While this road is an engineering marvel, it was not constructed with cyclists in mind. When there is a shoulder, it is no more than 3 feet wide. This isn’t as disconcerting as it usually is on highways because the speed limit is slow, and the road’s twists, turns, and the surrounding scenery force drivers to stick to it. When it comes time for the descent, chances are cyclists will pass cars; bikes can handle the turns at higher speeds.
This is also an epic ride for motorcyclists. Annually in mid-July, bikers come from across the country for the 3-day Beartooth Rally. (406) 425-7397, beartoothrally.com
Beartooth Basin Summer Ski Area
Just below the top of Beartooth Pass is the only ski area in the country that’s open for summer and not winter. Its season starts Memorial Day weekend and ends July 4 . . . snow conditions permitting. In 2015 and 2016, snow conditions did not permit. “All we need is an average winter,” says Justin Modroo, one of the resort’s five owners. “But we rarely have an average winter.” Justin says the owners flew over the ski area in April 2016. “Just looking, you can tell how much snow there is; how much of the snow towers are covered? We could see rocks in our lift line course.” Beartooth Basin’s parking lot is at 10,900 feet. The bottom of its two ski lifts are 1,000 feet below.
Beartooth Basin was founded in the 1960s by three Austrian ski coaches as the Red Lodge International Ski Camp. It was only open to private groups. “The whole thing was put in to have a training area for Olympic athletes,” Justin says. It wasn’t until the late 1990s, when some of the current owners first bought into the ski area, that it was opened to the public. In 2003, the name was changed to Beartooth Basin Summer Ski Area.
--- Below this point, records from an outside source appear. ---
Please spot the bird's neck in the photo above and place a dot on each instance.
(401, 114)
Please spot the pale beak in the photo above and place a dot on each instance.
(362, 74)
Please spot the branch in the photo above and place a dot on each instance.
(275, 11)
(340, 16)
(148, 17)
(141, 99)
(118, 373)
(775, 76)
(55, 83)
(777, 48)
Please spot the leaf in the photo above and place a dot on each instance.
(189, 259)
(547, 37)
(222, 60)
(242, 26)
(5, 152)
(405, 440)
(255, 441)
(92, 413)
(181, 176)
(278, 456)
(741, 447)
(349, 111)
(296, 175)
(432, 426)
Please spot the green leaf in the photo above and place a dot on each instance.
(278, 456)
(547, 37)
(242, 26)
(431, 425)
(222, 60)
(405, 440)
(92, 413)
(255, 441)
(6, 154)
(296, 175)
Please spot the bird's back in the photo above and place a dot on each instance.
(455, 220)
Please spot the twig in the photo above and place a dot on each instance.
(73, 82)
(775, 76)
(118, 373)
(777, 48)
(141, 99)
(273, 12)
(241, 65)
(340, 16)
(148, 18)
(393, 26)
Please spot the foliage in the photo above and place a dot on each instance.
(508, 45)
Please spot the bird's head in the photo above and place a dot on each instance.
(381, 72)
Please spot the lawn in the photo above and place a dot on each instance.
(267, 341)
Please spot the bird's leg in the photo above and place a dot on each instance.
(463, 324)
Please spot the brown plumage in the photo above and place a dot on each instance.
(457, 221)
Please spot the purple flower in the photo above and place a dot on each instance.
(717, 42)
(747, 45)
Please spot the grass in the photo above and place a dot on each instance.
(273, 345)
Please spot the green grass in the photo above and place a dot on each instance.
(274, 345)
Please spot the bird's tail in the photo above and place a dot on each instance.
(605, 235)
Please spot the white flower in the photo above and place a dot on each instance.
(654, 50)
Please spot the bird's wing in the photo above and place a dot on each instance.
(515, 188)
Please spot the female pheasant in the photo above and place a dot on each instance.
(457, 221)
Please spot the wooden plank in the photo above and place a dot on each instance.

Although the ski area is only 600 acres, less than one-quar
ter the size of Jackson Hole Mountain Resort 100+ miles to the south, “you can get puckered up and it feels like you’re really getting after it,” Justin says. This is because all of the ski runs are below a big cornice. To ski them, you have to get past the cornice. “The easiest way in, it’s 30 or 40 degrees,” Justin says. “You can launch right off the cornice; then it’s 90 degrees. The terrain we offer is pretty advanced.” There isn’t a single beginner run. Neither is there a lodge. Bathrooms are port-a-potties and lift tickets and snacks are sold out of an RV. 23 miles south of Red Lodge on Hwy. 212, Beartoothbasin.com
LOCAL LOWDOWN JUSTIN MODROO, Owner of Beartooth Basin Summer Ski Area
Justin Modroo grew up in Billings and ski racing at Red Lodge Mountain. In the early 2000s, he competed in the World Free-Skiing Tour, which holds big mountain skiing competitions around the world. Twice Justin finished in the Top 10 overall. While he was competing, he also earned bachelor’s and master’s degrees in geophysics. He bought into the ski area “in about 2012,” he says. “I knew it was a good opportunity and I knew they could use the help. It’s definitely a labor of love,” Justin says. “We’re not really making any money and any money we do make we tend to throw back into equipment.”
Austin Hart is the president of the owners’ group and Justin is the vice president. “We’re basically the operators as well,” he says. “Usually between Austin and myself, one of us is up there every day. Kurt Hallock [another owner] comes up too.” Justin says that on any given day, there are only five employees working. “Because we have such a small staff, most everyone can do multiple things. They’ll bounce around for the day, and that’s what Austin and I do too when we’re up there. We’ll go and fill one of the lifties for a while, or work the ticket booth.”